Eine Frage der Verantwortung!

In Folge der Erweckung in Adelshofen entsteht 1958 die Bibelschule Adelshofen, und vermutlich hat sich damals niemand Gedanken darum gemacht, wie das alles mal weitergeht. Heute, mehr 65 Jahre danach, ist dieser Frage nicht mehr auszuweichen. Sr. Martina Luschnat, Dr. Jürgen Schulz und Christian Pletsch sind mit Detlef Eigenbrodt im Gespräch über die Vision Adelshofen 2035.

 

 

Christian, wir haben die Vision Adelshofen 2035 ausgerufen – und du weißt, was das alles kosten soll. Ist dir dabei nicht manchmal angst und bange? Wie bekommst du leere Kassen und hohe Kosten unter einen Hut?

Natürlich kenne ich die Sorge um die Finanzen. Vor allem, wenn ich die Lücke sehe zwischen dem, was wir aktuell haben und dem, was wir brauchen werden. Ich bin trotzdem zuversichtlich. Zum einen wegen der Entwicklung, die ich sehe. Unsere Spenden sind 2024 im Vergleich zum Vorjahr um gut 10 Prozent gestiegen. Regelmäßig unterstützen uns auch neue Spender. Was für ein Segen! Das sind für mich starke und mutmachende Signale. Das macht mich unglaublich dankbar und zuversichtlich im Blick auf die kommenden Jahre. Zum anderen erinnere ich mich immer wieder daran, wie dieses Werk begonnen hat. Auch damals waren leere Kassen und Sorgen um die Ausgaben Teil des Alltags. Doch Gott hat Schritt für Schritt durchgetragen. Die Zeit ist natürlich heute eine Andere. Doch Gott ist derselbe. Darauf verlasse ich mich.

 

Wie siehst du das, Sr. Martina? Kannst du dich an Zeiten erinnern, in denen das Geld schon vorher dagewesen wäre? Gab es das jemals, das ein Auftrag Gottes zur Weiterentwicklung nicht umgesetzt wurde, weil ihr Angst hattet, das nicht bezahlen zu können?

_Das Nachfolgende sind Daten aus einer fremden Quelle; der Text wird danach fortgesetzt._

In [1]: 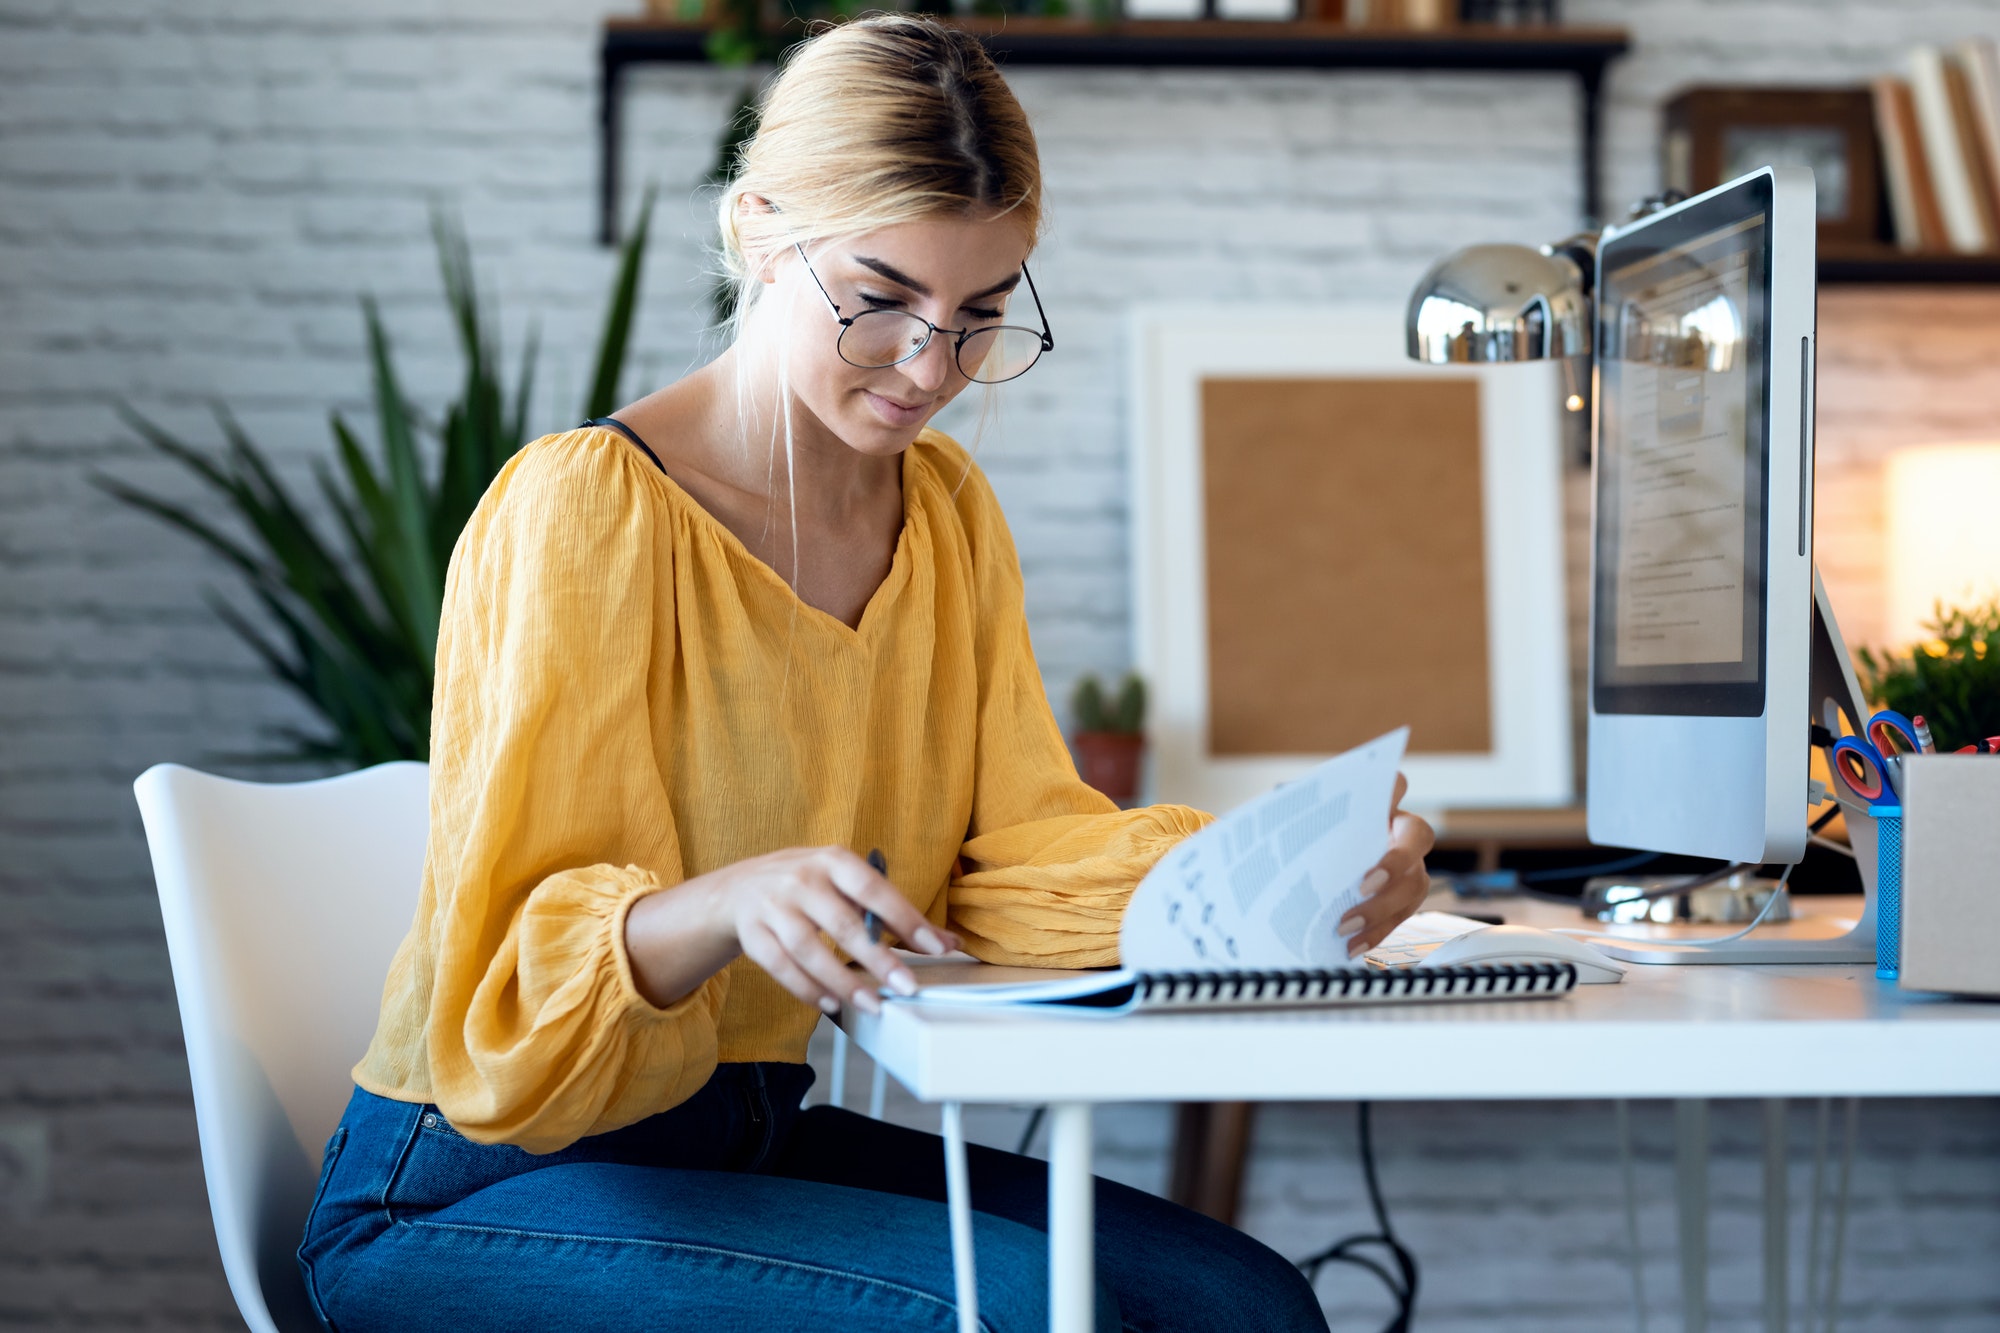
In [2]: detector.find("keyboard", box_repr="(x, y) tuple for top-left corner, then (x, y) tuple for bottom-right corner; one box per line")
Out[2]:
(1364, 911), (1494, 969)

Wenn ich auf die letzten 30 Jahre zurückblicke, kann ich mich tatsächlich nicht daran erinnern, dass wir etwas nicht gebaut oder renoviert hätten, wovon wir überzeugt waren, dass es nötig wäre, auch wenn die Kassen relativ leer waren. Aber manches notwendige haben wir in der Tat zurückgestellt, weil uns der Mut fehlte, in großen Dimensionen zu denken.

 

Mut ist ein interessantes Stichwort. Jürgen, bei der ganzen Vision 2035 geht es ja nicht in erster Linie um Gebäude – was genau ist denn der Kern des Ganzen, warum machen wir das?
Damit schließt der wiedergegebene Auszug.